Transformer models in TinyML is another active frontier. The transformer architecture that powers modern language models requires significant memory for its attention mechanisms, which has traditionally made it unsuitable for microcontrollers. Research into quantised, pruned, and distilled transformers has demonstrated that small but useful transformer models can now run on devices with as little as 1MB of RAM, opening natural language processing capability at the very edge of the network.

Frequently Asked Questions

What is the difference between TinyML and Edge AI?

TinyML refers specifically to machine learning on microcontrollers and very resource-constrained embedded processors, typically with memory measured in kilobytes and power consumption in microwatts to milliwatts. Edge AI is a broader term that includes TinyML but also covers AI on more capable edge devices like smartphones, tablets, and small embedded computers with gigabytes of RAM. All TinyML is Edge AI, but not all Edge AI is TinyML. The distinction matters because the techniques required to run AI on a microcontroller with 256KB of RAM are substantially different from those used on a phone with an NPU.

Can TinyML run large language models?

Not in any meaningful sense. Large language models with billions of parameters require gigabytes of memory and fast processors far beyond what microcontrollers provide. What TinyML can run are small language models for specific tasks: keyword spotting, simple intent classification, sentiment detection on short text. The Phi-1 family of small language models from Microsoft can run on devices with around 1GB of RAM, which is still far above microcontroller capacity but represents the frontier of very small language models that might eventually be adapted for more capable embedded processors.

Which programming languages are used for TinyML?

C and C++ remain the primary languages for TinyML deployment on microcontrollers because they give direct control over memory and produce efficient compiled code. TensorFlow Lite Micro and Edge Impulse both generate C++ inference code. The training of models is typically done in Python using PyTorch or TensorFlow, and then the trained model is converted, quantised, and compiled into C++ code for deployment. MicroPython is available on some higher-end embedded boards and provides a Python interface to lower-level ML operations, though with performance overhead compared to native C++.

How do I get started with TinyML?

The most accessible starting point is the Arduino Nano 33 BLE Sense or the Raspberry Pi RP2040 or RP2350 paired with Edge Impulse. Edge Impulse provides a free web-based platform where you can collect sensor data from the board, train models without writing ML code, and deploy them with generated Arduino-compatible C++ code. The book "TinyML" by Pete Warden and Daniel Situnayake (available through O'Reilly) is the most comprehensive introduction to the field for people with some embedded development background.

What sensors work best for TinyML applications?
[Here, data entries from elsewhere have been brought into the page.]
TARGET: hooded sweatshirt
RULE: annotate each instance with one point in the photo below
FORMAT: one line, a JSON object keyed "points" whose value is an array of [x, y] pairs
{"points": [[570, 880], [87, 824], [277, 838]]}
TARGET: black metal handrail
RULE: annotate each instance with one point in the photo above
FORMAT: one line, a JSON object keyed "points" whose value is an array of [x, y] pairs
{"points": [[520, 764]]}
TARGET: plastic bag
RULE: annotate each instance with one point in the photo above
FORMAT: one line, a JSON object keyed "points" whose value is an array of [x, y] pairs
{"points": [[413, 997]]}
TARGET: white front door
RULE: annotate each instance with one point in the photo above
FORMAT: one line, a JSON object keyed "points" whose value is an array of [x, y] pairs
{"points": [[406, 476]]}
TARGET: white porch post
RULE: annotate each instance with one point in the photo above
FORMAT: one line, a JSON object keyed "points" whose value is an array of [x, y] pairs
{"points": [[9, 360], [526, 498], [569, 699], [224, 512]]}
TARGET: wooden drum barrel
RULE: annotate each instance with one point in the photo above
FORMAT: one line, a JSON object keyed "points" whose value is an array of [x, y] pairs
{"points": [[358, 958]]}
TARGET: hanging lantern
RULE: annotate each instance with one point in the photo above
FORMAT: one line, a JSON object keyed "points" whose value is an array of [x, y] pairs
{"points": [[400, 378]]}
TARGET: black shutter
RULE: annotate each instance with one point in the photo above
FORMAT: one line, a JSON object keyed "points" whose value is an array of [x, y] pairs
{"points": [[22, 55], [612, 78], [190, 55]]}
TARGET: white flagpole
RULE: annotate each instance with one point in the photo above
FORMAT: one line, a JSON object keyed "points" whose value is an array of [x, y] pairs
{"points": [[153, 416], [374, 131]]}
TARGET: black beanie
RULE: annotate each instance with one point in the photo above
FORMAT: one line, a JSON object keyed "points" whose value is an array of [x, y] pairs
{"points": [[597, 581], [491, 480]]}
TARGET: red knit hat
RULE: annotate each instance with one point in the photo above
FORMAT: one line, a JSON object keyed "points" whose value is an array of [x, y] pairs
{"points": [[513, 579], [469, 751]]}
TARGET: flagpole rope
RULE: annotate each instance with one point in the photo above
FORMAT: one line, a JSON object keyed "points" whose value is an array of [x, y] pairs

Accelerometers and microphones are the most common TinyML sensor inputs because they produce relatively low-bandwidth data streams that well-established model architectures can process efficiently. A 3-axis accelerometer sampled at 100Hz produces 300 values per second, which is manageable even on a slow processor. Image sensors can work with TinyML using aggressive downsampling (96x96 pixel grayscale is common for microcontroller image classification) but require more memory and compute than 1D sensor inputs. Temperature, pressure, and gas sensors produce very low-bandwidth data that is easy to process but may require longer time windows to extract meaningful features.


This article covers TinyML concepts and tools as of June 2026. The field advances rapidly, with new model compression techniques, hardware platforms, and frameworks released regularly. Sources include research from Harvard's Edge ML Lab, Google's TensorFlow Lite Micro team, and the TinyML Foundation.